Although the “Little House” books are littered with stories about the family’s ability to beat obstacles through self-reliance, the reality was not always so rosy. In fact, Wilder and her family had benefited from a farm loan as part of a federal program received while she was working at the Mansfield Farm Loan Association. In the books, Wilder also describes the family settling in virgin territory untouched by people. But they had, in fact, knowingly moved in on Native land that was protected by none other than the federal government, which stationed soldiers in the Dakota territory to safeguard settlers from Native American attacks and provided aid after natural disasters.
“It’s very clear that she wanted to believe her own fiction. You know, she began trying to sell it as the truth,” said biographer Caroline Fraser.
It’s difficult to tell who had more influence in infusing the books with this type of ideology. Some believe that it was in fact the author’s only child who was responsible for some of the more overt political passages in the books.

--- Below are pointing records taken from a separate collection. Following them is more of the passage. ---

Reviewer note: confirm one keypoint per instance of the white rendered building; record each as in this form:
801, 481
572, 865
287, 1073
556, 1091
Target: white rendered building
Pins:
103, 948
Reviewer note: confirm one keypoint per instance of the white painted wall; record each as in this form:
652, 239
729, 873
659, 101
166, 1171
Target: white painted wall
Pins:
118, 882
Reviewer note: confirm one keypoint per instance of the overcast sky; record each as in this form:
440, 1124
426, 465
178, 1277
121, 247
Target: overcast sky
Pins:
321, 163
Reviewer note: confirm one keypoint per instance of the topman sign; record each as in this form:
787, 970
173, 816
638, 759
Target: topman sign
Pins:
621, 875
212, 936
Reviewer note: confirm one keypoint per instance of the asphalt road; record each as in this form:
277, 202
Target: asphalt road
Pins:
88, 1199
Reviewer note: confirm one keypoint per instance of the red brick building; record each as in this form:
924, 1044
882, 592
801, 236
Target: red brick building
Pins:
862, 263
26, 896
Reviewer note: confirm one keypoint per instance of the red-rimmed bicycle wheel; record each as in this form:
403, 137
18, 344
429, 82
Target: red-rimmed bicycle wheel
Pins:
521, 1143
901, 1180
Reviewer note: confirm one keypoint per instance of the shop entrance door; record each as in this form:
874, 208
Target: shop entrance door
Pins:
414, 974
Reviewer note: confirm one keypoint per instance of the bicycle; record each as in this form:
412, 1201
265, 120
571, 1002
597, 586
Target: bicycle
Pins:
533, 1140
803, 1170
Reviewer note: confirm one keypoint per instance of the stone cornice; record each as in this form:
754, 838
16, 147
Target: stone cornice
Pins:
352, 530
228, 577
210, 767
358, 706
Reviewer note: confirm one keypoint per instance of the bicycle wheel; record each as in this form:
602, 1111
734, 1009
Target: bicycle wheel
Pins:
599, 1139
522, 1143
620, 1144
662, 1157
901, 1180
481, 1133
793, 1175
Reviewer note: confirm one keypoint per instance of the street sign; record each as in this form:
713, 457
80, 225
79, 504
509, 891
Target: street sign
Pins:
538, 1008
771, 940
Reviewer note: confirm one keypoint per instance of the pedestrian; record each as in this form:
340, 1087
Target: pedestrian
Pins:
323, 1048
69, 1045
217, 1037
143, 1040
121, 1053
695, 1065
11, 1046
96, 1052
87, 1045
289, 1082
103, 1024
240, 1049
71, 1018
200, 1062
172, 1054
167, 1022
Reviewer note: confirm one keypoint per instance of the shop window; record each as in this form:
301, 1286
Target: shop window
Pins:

Lane, a successful author in her own right, was renowned for her “yellow,” sensationalist journalism that became increasingly political in nature throughout her career. Her work included many essays that touted individualism and spoke out against handouts and taxation. But after FDR’s election, her writing took a distinct turn. According to the New Yorker, Lane wrote in one particular diary entry that, “America has a dictator,” and prayed for the president’s assassination. In a 1936 essay for the Saturday Evening Post she declared: “I am now a fundamentalist American.”
Today, Lane is considered one of three founders of the modern American libertarian movement, along with the prominent female writers Ayn Rand and Isabel Paterson. She was considered, “sort of a rock star, in today’s slang, to the libertarians,” said Woodside.
The last two “Little House” books in particular bear some of the marks of Lane’s political writings. For example, this passage from “Little Town on the Prairie”:
“She thought: Americans won’t obey any king on earth. Americans are free. That means they have to obey their own consciences. No king bosses Pa; he has to boss himself.”
“Many of us, myself included, did not realize the political undertones to much of the series and did not understand the ways in which political messages were put into dramatic scenes,” said Woodside. “I think that for Laura it was absolutely not conscious at all. I think for Rose it was her idea of what is truth. So, in that sense, it wasn’t conscious either; it was Rose being Rose.”
Fraser agrees that it’s not the politics, but the prose itself — the vivid description of character and time and place — that generations of young readers cling on to.
“Part of the joy of reading the books is their emotionalism,” she said. “And that’s what keeps people coming back to it. It’s not because they’re political texts. It’s not because they have something to say about, you know, pulling yourself up by your bootstraps — although they do. But that’s not why people read them.”